Antes de o Brasil conhecer o poeta do povo, o cronista das favelas e o ícone do samba, Martinho da Vila vestia farda e respondia a ordens militares. Pouca gente sabe, mas o cantor, compositor e escritor — dono de uma das trajetórias mais respeitadas da música popular brasileira — foi militar do Exército antes de se dedicar integralmente à carreira artística. Essa passagem, embora pouco lembrada, teve papel importante em sua formação pessoal e no modo disciplinado e determinado com que construiu sua história no mundo do samba.
Nascido em 12 de fevereiro de 1938, em Duas Barras, interior do Rio de Janeiro, Martinho José Ferreira cresceu em uma família simples e foi criado em Vila Isabel, bairro que se tornaria não apenas seu lar, mas também sua marca artística. Na juventude, como tantos jovens brasileiros de sua época, buscou estabilidade e ingressou no Exército Brasileiro, onde permaneceu por alguns anos, chegando a servir como sargento.
Durante esse período, Martinho aprendeu lições que levaria para a vida: disciplina, comprometimento e respeito ao coletivo — valores que mais tarde aplicaria em sua trajetória musical e na convivência com as escolas de samba.
Apesar da rigidez da vida militar, a música já corria em suas veias. Martinho tocava em festas, participava de rodas de samba e compunha nas horas vagas. O samba era, para ele, mais do que lazer: era uma forma de expressão, uma necessidade vital. Aos poucos, o som dos tambores começou a falar mais alto do que o toque da corneta. Quando percebeu que a música o chamava de forma irresistível, Martinho deixou a farda e seguiu o caminho que o consagraria como um dos maiores artistas do país.

O talento que despontava nas rodas de samba de Vila Isabel logo chamou atenção. Em 1967, participou do histórico III Festival de Música Popular Brasileira, da TV Record, com a canção Menina Moça, e, no ano seguinte, alcançou o sucesso nacional com Casa de Bamba. A partir daí, o nome Martinho da Vila passou a ser sinônimo de samba autêntico, poesia e identidade brasileira. Seu primeiro disco, lançado em 1969, tornou-se um marco e abriu caminho para uma carreira sólida, repleta de clássicos como Canta, Canta, Minha Gente, Disritmia, O Pequeno Burguês, Ex-Amor e Mulheres.

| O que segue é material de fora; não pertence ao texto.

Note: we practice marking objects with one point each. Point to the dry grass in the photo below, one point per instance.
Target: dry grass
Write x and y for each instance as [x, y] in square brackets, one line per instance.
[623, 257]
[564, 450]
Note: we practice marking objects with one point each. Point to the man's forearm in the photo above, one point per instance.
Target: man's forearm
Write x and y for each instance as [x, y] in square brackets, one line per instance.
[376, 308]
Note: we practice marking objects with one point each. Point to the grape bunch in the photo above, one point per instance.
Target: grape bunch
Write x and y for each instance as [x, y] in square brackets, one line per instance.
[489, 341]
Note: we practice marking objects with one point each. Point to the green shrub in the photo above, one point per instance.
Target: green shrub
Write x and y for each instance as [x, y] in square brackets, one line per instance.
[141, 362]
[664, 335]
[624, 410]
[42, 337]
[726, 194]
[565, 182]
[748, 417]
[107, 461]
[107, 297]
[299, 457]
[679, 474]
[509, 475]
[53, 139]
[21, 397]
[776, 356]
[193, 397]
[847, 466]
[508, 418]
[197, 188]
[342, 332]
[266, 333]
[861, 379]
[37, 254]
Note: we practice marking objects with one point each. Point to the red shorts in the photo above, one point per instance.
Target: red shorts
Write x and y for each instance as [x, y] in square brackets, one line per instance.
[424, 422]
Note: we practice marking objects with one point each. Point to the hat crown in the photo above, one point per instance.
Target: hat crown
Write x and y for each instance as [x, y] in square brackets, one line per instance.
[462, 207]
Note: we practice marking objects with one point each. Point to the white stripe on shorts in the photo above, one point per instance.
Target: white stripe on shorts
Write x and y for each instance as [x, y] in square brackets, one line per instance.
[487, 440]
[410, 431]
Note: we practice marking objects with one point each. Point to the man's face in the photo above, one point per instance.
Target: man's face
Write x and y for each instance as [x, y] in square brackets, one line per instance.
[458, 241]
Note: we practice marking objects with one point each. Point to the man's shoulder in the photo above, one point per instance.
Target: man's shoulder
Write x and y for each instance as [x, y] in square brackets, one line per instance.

Ainda que tenha deixado a carreira militar, Martinho nunca renegou suas origens. Em entrevistas, costuma afirmar que o período no Exército lhe ensinou a ter persistência e método — características que o ajudaram a trilhar uma carreira longa, coerente e respeitada. “A disciplina que aprendi lá me ajudou a organizar minha vida como artista”, disse certa vez. Essa mistura de rigor e sensibilidade talvez explique por que Martinho sempre foi um sambista de postura firme, mas de alma leve.
Com mais de 50 anos de carreira, Martinho da Vila se tornou muito mais do que um cantor: é um símbolo da cultura afro-brasileira, da resistência e da elegância do samba. Sua trajetória mostra que, antes do brilho dos palcos, houve luta, trabalho e superação — e que a música, muitas vezes, nasce justamente desses encontros improváveis entre mundos opostos, como o quartel e a batucada.
Hoje, ao olhar para trás, a história de Martinho revela um percurso raro: o de um homem que trocou a rigidez das armas pela liberdade dos versos, sem nunca perder o senso de responsabilidade com o que faz e com o país que canta. Do quartel à Vila Isabel, Martinho da Vila provou que a verdadeira farda que veste é a da cultura brasileira — feita de poesia, samba e humanidade.